February 2005 – Machine Learning (Theory)

2/28/20052/28/2005

Regularization

Yaroslav Bulatov says that we should think about regularization a bit. It’s a complex topic which I only partially understand, so I’ll try to explain from a couple viewpoints.

Functionally. Regularization is optimizing some representation to fit the data and minimize some notion of predictor complexity. This notion of complexity is often the l₁ or l₂ norm on a set of parameters, but the term can be used much more generally. Empirically, this often works much better than simply fitting the data.
Statistical Learning Viewpoint Regularization is about the failiure of statistical learning to adequately predict generalization error. Let e(c,D) be the expected error rate with respect to D of classifier c and e(c,S) the observed error rate on a sample S. There are numerous bounds of the form: assuming i.i.d. samples, with high probability over the drawn samples S, e(c,D) less than e(c,S) + f(complexity) where complexity is some measure of the size of a set of functions. Unfortunately, we have never convincingly nailed the exact value of f(). We can note that f() is always monotonically increasing with the complexity measure and so there exists a unique constant C such that f(complexity)=C*complexity at the value of complexity which minimizes the bound. Empirical parameter tuning such as for the C constant in a support vector machine can be regarded as searching for this “right” tradeoff.
Computationally Regularization can be thought of as a computational shortcut to computing the f() above. Hence, smoothness, convexity, and other computational constraints are important issues.

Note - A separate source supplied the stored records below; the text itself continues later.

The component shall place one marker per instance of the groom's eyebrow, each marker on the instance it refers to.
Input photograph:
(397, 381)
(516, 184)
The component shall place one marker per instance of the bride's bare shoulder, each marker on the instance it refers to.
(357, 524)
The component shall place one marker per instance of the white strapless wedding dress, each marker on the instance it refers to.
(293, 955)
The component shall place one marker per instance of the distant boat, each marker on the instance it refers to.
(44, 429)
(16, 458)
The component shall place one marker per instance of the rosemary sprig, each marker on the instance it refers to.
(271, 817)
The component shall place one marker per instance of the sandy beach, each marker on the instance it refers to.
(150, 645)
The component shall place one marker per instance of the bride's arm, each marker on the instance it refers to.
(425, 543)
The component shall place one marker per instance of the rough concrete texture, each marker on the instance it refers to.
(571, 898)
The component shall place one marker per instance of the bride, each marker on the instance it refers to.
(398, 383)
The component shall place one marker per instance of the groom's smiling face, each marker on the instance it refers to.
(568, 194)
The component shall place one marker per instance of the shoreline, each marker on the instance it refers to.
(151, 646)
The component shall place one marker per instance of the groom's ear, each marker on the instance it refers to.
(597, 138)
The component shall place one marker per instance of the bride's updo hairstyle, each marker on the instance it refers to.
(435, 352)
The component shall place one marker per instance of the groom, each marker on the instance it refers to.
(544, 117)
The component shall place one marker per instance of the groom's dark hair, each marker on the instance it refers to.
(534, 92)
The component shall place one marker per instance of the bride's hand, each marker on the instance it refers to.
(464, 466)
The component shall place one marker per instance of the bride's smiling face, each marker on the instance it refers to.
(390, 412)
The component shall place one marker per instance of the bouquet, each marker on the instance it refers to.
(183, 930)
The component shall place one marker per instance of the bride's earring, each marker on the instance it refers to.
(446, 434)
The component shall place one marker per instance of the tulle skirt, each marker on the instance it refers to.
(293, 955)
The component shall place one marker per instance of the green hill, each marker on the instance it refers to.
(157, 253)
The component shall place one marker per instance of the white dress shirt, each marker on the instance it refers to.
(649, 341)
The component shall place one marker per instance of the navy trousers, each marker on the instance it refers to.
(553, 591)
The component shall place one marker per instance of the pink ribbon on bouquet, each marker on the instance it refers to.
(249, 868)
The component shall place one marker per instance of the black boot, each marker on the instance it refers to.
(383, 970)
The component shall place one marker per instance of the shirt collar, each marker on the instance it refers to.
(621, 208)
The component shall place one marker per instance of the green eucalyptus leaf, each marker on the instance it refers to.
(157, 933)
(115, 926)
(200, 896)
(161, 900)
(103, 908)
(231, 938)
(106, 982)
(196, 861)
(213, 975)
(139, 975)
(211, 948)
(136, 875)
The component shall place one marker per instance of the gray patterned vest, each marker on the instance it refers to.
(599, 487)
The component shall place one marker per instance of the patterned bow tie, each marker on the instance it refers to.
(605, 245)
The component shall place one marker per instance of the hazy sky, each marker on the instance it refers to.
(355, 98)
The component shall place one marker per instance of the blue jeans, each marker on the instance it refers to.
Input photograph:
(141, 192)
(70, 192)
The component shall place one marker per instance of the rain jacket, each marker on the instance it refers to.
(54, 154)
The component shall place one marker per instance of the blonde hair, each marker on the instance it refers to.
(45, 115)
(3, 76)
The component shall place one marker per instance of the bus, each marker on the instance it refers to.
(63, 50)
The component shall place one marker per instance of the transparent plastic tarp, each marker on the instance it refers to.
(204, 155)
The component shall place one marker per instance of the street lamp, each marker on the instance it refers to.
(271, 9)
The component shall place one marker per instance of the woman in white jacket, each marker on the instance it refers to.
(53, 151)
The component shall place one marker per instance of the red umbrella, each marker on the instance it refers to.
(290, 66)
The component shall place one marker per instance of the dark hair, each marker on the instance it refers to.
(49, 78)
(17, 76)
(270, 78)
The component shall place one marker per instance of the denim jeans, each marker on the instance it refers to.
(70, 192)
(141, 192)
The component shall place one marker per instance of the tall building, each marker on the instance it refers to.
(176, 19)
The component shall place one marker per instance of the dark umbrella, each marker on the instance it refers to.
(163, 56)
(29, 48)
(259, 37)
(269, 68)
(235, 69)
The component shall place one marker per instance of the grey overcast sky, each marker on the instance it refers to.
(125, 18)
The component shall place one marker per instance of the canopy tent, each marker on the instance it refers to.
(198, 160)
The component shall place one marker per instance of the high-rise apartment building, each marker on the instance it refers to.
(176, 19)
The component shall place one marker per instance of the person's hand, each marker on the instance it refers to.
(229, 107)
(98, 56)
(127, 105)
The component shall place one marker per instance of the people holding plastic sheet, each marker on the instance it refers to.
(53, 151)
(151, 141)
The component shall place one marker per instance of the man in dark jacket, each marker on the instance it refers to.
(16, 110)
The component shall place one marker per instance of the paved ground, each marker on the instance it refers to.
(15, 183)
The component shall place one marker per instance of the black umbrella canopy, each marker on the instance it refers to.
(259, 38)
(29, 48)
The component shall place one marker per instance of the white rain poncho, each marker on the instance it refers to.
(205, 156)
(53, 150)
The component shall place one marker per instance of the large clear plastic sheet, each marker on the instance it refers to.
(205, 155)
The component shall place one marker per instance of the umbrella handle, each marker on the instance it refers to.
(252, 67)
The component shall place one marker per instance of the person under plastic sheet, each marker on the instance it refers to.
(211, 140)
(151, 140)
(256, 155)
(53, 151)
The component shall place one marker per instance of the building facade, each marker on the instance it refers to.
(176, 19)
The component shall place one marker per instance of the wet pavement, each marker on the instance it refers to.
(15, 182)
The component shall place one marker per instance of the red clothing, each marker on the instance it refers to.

One thing which should be clear is that there is no one best method of regularization for all problems. “What is a good regularizer for my problem?” is another “learning complete” question since solving it perfectly implies solving the learning problem (For example consider the “regularizer” which assigns complexity 0 to the best prediction function and infinity to all others). Similarly, “What is an empirically useful regularizer?” is like “What is a good learning algorithm?” The choice of regularizer used when solving empirical problems is a degree of freedom with which prior information and biases can be incorporated in order to improve performance.

2/27/20052/28/2005

Antilearning: When proximity goes bad

Joel Predd mentioned “Antilearning” by Adam Kowalczyk, which is interesting from a foundational intuitions viewpoint.

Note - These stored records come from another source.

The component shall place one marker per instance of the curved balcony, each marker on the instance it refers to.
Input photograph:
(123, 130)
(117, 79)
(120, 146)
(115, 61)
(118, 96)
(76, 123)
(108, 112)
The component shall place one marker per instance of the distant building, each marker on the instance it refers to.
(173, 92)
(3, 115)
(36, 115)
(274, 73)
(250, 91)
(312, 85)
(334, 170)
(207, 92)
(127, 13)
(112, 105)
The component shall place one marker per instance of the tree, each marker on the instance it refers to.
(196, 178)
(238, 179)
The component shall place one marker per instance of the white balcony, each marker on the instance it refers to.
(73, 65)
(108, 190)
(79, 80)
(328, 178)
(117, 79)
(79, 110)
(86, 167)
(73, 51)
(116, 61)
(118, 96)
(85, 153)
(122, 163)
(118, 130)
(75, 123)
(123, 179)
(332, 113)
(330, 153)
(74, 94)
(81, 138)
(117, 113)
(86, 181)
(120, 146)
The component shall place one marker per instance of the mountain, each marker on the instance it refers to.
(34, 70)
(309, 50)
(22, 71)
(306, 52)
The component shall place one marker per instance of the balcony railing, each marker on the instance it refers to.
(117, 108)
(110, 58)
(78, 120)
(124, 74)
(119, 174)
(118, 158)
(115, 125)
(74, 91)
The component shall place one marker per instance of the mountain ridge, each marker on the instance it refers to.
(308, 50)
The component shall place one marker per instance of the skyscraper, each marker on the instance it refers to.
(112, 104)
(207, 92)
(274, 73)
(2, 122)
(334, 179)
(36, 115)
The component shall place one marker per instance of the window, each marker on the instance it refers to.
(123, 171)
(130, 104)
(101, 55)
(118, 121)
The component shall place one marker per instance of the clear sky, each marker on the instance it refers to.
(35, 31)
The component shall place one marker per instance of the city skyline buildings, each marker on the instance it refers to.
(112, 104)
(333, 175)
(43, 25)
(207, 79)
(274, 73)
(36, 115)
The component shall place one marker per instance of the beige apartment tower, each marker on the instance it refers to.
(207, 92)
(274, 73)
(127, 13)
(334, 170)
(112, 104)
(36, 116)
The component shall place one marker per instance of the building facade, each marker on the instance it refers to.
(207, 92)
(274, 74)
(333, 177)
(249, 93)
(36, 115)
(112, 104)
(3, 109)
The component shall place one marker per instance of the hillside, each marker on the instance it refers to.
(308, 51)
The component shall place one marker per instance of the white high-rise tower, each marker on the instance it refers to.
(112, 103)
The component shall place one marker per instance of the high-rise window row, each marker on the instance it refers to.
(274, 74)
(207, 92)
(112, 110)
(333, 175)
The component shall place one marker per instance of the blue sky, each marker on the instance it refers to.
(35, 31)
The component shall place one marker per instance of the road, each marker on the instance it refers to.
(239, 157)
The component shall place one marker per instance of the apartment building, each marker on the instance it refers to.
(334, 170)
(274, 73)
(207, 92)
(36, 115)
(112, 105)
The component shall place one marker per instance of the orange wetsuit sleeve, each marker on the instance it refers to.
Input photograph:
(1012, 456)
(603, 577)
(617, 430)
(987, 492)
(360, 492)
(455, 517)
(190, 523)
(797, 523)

There is a pervasive intuition that “nearby things tend to have the same label”. This intuition is instantiated in SVMs, nearest neighbor classifiers, decision trees, and neural networks. It turns out there are natural problems where this intuition is opposite of the truth.

One natural situation where this occurs is in competition. For example, when Intel fails to meet its earnings estimate, is this evidence that AMD is doing badly also? Or evidence that AMD is doing well?

This violation of the proximity intuition means that when the number of examples is few, negating a classifier which attempts to exploit proximity can provide predictive power (thus, the term “antilearning”).

2/26/20052/26/2005

Problem: Reductions and Relative Ranking Metrics

This, again, is something of a research direction rather than a single problem.

There are several metrics people care about which depend upon the relative ranking of examples and there are sometimes good reasons to care about such metrics. Examples include AROC, “F1”, the proportion of the time that the top ranked element is in some class, the proportion of the top 10 examples in some class (google‘s problem), the lowest ranked example of some class, and the “sort distance” from a predicted ranking to a correct ranking. See here for an example of some of these.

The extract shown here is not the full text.